As European lawyers, the members of the European Women Lawyers Association (EWLA) subscribe to to the following goals:
- It is important to us as we female lawyers have to deal with the topics of the 4IR and implement this from different perspectives.
- We need to learn to look beyond our legal texts, leave our comfort zones and interact with engineers, investors, start-up managers, and others.
- Our society needs proactive women lawyers who propose regulations or who set up a start-up or invest funds themselves.
"Innovation studies do not generally take into account or explicitly seek out the views of women about innovation processes or their roles in innovation, and they do not consider the possibility that women’s and men’s contributions to innovation may differ."

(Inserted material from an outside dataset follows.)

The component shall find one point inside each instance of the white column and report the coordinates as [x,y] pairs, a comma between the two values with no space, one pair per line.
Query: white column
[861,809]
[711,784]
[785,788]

Nicola Crowden, Women's Advisory Group on Innovation Studies,
Centre for Policy Research on Science and Technology, Simon Fraser University
This book tackles the ethical problems of the "Fourth Industrial Revolution" (4IR) and offers readers an overview of the ethical challenges connected to Artificial Intelligence (AI), encryption and the finance industry. It specifically focuses on the situation of females in these industries, from women lawyers, judges, attorneys-at-law, investors and bankers, to portfolio managers, solicitors and civil servants. As the 4IR is more than "just" a technology-driven transformation, this book is a call to policymakers and business leaders to harness new technologies in order to create a more inclusive, human-centered future. It offers many practical cases of proactive change agents, and offers solutions to the ethical challenges in connection with implementing revolutionary disruptive products that often eliminate the intermediary. In addition, the book addresses sustainable finance in startups. In this context, education, training, agility and life-long learning in financial literacy are some of the key solutions highlighted here. The respective contributors supply a diverse range of perspectives, so as to promote a multi-stakeholder approach.